Option #1 recreates some of the leapfrog one-way splits we saw in the confusing 27 route, which we’re trying to avoid in creating this line, so that’s not a good idea. Option #2 entails a 3 block wide one-way split, which is one of the problems with the 8 and 30 that we are trying to work around by having a mid-Tenderloin line. Option #3 is workable, but risks nudging the service area a little too close to the Van Ness bus brigade. It does not require drastic infrastructural changes, so we can keep it on the table for now.
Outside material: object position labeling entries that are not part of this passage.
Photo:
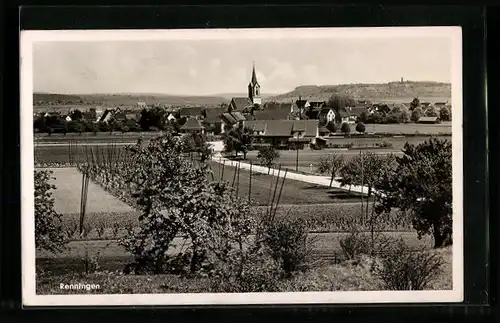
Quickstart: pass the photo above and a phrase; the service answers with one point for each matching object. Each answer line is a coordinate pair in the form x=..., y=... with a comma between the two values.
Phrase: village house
x=231, y=121
x=358, y=109
x=192, y=112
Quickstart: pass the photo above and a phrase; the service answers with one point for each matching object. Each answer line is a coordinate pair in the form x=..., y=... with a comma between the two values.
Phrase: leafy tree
x=416, y=114
x=330, y=164
x=360, y=127
x=421, y=184
x=331, y=126
x=49, y=233
x=267, y=155
x=345, y=128
x=445, y=114
x=414, y=104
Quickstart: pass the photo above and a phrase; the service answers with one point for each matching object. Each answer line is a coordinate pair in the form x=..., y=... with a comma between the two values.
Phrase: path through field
x=312, y=179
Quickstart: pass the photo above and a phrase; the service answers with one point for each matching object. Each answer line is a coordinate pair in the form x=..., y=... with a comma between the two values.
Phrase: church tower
x=254, y=89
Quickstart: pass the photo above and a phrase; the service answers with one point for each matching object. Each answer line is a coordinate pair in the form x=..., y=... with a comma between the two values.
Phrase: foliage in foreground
x=407, y=269
x=49, y=232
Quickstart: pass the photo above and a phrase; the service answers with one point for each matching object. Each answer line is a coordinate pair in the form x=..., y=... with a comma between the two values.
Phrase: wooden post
x=238, y=180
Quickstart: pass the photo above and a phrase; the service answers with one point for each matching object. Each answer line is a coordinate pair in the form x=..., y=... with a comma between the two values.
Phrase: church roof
x=192, y=124
x=284, y=128
x=213, y=115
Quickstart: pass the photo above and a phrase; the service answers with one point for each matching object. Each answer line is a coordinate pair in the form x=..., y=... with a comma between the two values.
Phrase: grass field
x=408, y=128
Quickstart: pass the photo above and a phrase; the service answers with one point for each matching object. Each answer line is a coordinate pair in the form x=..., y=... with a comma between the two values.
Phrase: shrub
x=355, y=245
x=287, y=243
x=255, y=272
x=345, y=128
x=49, y=232
x=407, y=269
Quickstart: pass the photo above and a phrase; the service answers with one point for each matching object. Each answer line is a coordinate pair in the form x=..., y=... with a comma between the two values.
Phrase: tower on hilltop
x=254, y=89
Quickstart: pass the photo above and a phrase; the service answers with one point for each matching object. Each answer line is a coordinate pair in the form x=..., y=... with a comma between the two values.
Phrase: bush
x=287, y=243
x=355, y=245
x=49, y=231
x=407, y=269
x=345, y=128
x=360, y=127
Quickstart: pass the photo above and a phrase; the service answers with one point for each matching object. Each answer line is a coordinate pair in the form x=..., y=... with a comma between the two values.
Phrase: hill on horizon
x=380, y=91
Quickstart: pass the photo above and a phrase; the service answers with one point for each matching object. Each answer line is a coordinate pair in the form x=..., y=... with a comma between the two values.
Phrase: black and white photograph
x=242, y=166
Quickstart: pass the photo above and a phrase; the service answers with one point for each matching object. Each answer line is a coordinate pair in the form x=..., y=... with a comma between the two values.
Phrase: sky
x=204, y=67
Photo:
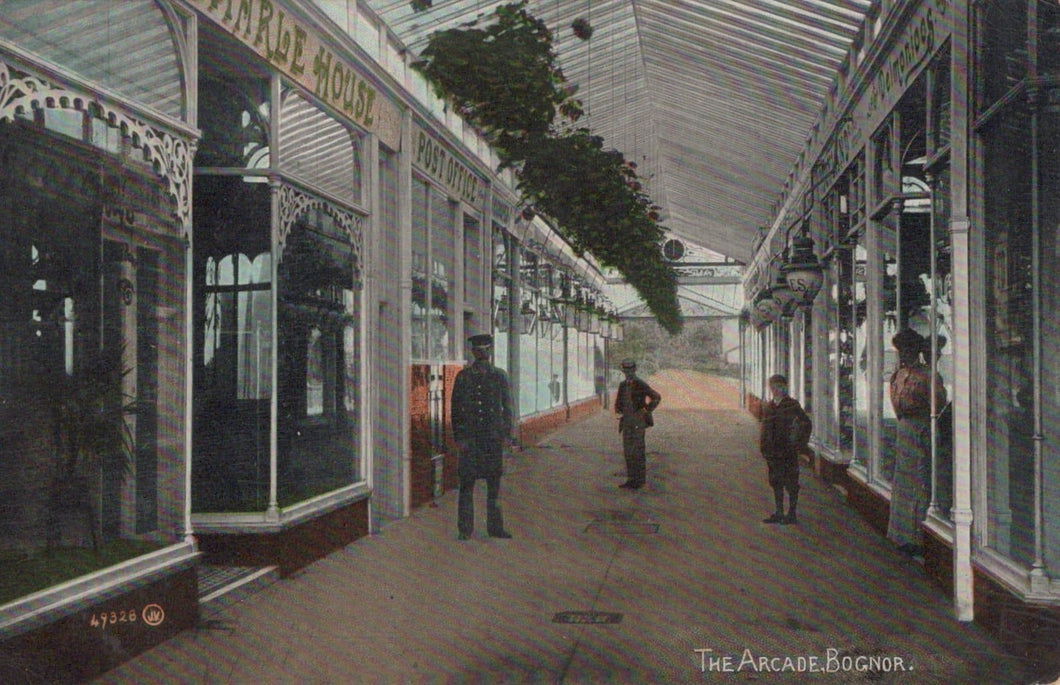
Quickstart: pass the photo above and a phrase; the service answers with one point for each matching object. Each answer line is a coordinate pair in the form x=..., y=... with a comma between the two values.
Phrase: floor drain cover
x=586, y=617
x=623, y=527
Option #4 is very interesting. Contraflow bus lanes are often used to turn one-way streets into two-way streets for transit purposes. Other traffic will only be able to go northbound on Leavenworth, but buses will have exclusive access to a southbound lane. I don’t believe they are currently used in San Francisco. This requires a little bit of infrastructure work such as painting the lane red and adding proper signage, as well as adding traffic lights at each intersection. An intermediate proposal might use a contraflow lane for a short time until the bus can get over to Jones, probably via Bush or Post. However, Leavenworth is a large street south of Geary. If we are going to use the contraflow lane north of it to avoid the California crest on Jones, we might as well take a lane out of the wide part to improve simplicity and speed.
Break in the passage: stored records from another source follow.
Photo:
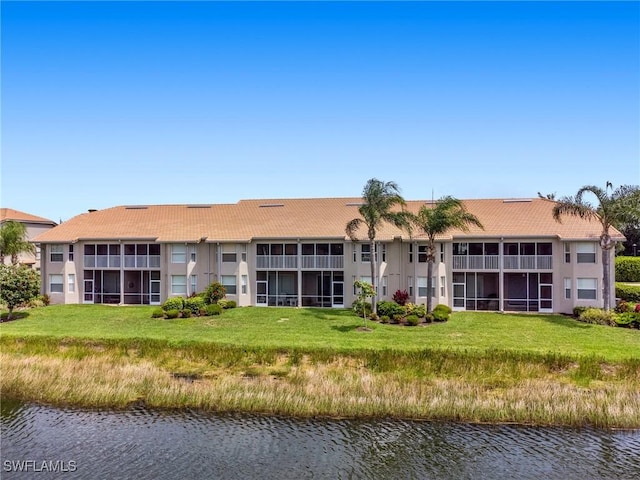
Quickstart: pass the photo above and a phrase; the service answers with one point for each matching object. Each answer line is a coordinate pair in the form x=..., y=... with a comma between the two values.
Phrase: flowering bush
x=401, y=297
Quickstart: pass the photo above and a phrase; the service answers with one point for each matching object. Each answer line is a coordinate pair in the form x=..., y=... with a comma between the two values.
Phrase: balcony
x=509, y=262
x=307, y=262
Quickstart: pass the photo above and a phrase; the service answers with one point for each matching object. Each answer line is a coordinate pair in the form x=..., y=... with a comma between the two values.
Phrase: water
x=145, y=444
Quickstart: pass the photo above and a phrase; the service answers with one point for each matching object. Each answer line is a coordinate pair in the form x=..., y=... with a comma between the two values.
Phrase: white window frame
x=58, y=251
x=225, y=280
x=178, y=254
x=365, y=257
x=588, y=252
x=179, y=284
x=193, y=284
x=587, y=288
x=422, y=286
x=58, y=280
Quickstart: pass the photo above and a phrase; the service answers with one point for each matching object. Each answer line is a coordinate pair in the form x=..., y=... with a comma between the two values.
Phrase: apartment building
x=294, y=252
x=35, y=226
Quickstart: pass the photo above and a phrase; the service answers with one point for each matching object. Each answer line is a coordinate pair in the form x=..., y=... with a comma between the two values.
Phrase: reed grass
x=493, y=386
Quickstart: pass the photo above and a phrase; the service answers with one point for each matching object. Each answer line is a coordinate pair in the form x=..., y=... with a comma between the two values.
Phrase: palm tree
x=448, y=213
x=379, y=201
x=620, y=207
x=13, y=241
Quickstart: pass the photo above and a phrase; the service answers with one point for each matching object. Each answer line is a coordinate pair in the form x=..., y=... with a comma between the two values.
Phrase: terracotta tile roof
x=11, y=214
x=302, y=218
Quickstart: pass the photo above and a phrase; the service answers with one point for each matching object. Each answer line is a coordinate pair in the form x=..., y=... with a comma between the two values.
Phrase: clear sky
x=116, y=103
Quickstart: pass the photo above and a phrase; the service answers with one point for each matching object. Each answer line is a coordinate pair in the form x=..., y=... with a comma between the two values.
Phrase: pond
x=44, y=442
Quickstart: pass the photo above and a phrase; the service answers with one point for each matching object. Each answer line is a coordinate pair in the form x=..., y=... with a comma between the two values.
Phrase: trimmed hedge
x=627, y=269
x=628, y=293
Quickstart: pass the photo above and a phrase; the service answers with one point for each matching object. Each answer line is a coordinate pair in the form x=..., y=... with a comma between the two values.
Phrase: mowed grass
x=293, y=328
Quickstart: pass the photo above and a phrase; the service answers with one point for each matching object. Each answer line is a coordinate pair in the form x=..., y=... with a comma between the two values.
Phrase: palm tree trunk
x=606, y=278
x=429, y=284
x=374, y=280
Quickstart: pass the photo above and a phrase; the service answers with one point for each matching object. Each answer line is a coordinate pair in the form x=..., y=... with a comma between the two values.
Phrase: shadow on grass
x=14, y=316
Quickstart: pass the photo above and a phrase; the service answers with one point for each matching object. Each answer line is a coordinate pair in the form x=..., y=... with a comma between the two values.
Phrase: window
x=229, y=282
x=179, y=284
x=586, y=252
x=365, y=252
x=179, y=254
x=422, y=286
x=587, y=288
x=56, y=254
x=56, y=283
x=229, y=257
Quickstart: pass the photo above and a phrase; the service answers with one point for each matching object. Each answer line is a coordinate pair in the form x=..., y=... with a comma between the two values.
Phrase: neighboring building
x=35, y=226
x=294, y=252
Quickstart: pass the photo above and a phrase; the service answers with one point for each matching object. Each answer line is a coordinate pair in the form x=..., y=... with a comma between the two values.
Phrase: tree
x=379, y=201
x=448, y=213
x=621, y=207
x=13, y=241
x=18, y=285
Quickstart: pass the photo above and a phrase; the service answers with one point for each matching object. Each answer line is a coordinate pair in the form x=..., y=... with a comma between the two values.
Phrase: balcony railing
x=509, y=262
x=308, y=262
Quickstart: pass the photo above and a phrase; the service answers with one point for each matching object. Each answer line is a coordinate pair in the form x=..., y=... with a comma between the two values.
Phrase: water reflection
x=143, y=444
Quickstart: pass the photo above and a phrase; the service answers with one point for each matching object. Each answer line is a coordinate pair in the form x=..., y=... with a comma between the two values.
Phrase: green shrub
x=627, y=269
x=578, y=309
x=194, y=304
x=412, y=320
x=414, y=309
x=628, y=320
x=597, y=316
x=213, y=309
x=629, y=293
x=224, y=303
x=174, y=303
x=623, y=307
x=390, y=308
x=441, y=313
x=214, y=293
x=361, y=308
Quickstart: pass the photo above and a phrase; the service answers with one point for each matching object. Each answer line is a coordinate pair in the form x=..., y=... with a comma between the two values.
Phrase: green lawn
x=289, y=328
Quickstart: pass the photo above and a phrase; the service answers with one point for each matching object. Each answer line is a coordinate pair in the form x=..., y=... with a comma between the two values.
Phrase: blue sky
x=115, y=103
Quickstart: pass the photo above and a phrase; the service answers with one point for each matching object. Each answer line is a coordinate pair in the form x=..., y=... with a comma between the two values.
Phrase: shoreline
x=492, y=387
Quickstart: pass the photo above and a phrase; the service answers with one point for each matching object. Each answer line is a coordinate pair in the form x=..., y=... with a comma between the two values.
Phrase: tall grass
x=474, y=386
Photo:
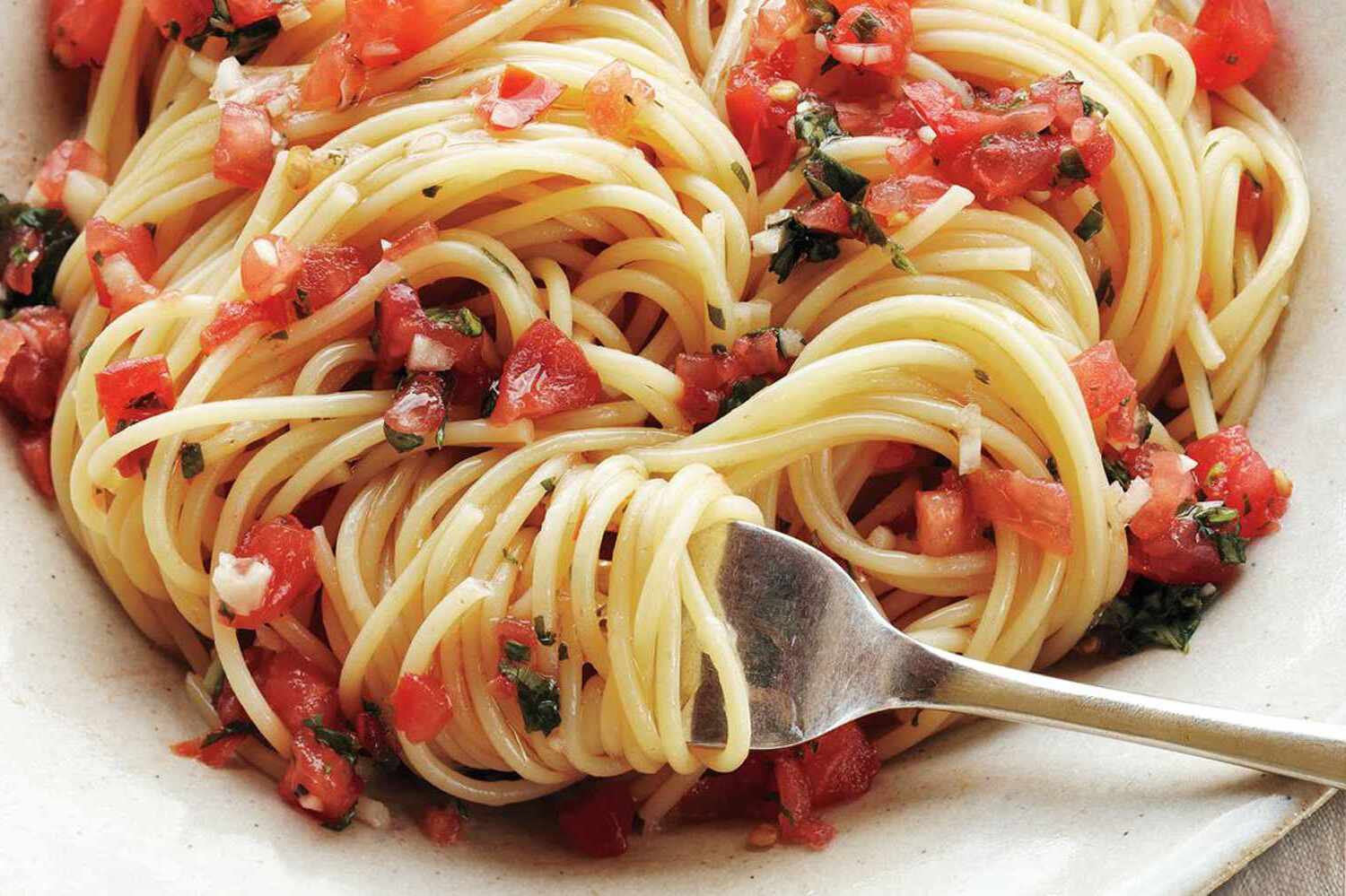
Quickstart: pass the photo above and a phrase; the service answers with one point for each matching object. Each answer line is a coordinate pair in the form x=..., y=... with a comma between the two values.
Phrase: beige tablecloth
x=1311, y=861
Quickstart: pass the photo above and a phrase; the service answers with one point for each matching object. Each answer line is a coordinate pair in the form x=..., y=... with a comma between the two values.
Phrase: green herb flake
x=1090, y=223
x=191, y=459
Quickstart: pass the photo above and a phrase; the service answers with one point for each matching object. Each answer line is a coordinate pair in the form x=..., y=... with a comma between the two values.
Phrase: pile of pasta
x=638, y=249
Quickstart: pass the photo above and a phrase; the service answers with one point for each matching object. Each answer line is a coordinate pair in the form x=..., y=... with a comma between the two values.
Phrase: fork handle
x=1306, y=750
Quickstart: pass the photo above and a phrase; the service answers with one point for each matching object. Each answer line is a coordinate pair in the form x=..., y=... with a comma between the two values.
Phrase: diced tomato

Here are our possible alignments:

southern-area-final-options

Through any of these options, we can connect Fisherman’s Wharf with Market at Civic Center Station.

Stop selection

Local buses in San Francisco stop every two to three blocks, so we can follow this model when picking stops. Ideally, we want to line up the stops with the east-west lines, so we can maximize its usefulness as a grid line.

full-map-final

If both the northbound and southbound trips use Leavenworth, then all of the stops north of Market are marked here. If we use Hyde for the southbound leg, we can use the same set of cross streets, but we’ll want an extra stop on Grove before continuing southeast on 8th St. The McAllister and Grove stops are very close to Civic Center Station. I also added an optional stop on Bush to serve the hospital more directly, since hospitals are destinations that you might want to add stops next to even if there are other stops nearby. For precedent on this in the current Muni network, check out the 9R-San Bruno Rapid, which stops in front of SF General Hospital on Potrero Ave even though it stops again one block away on 24th St.

Unfortunately, we are not done—this route only takes us to Market, and grid lines are more useful when you don’t have to think about where they start and stop. In the next installment, I’ll draw the rest of the line south of Market, and we can decide what a good anchor for the other side of this frequent line would be.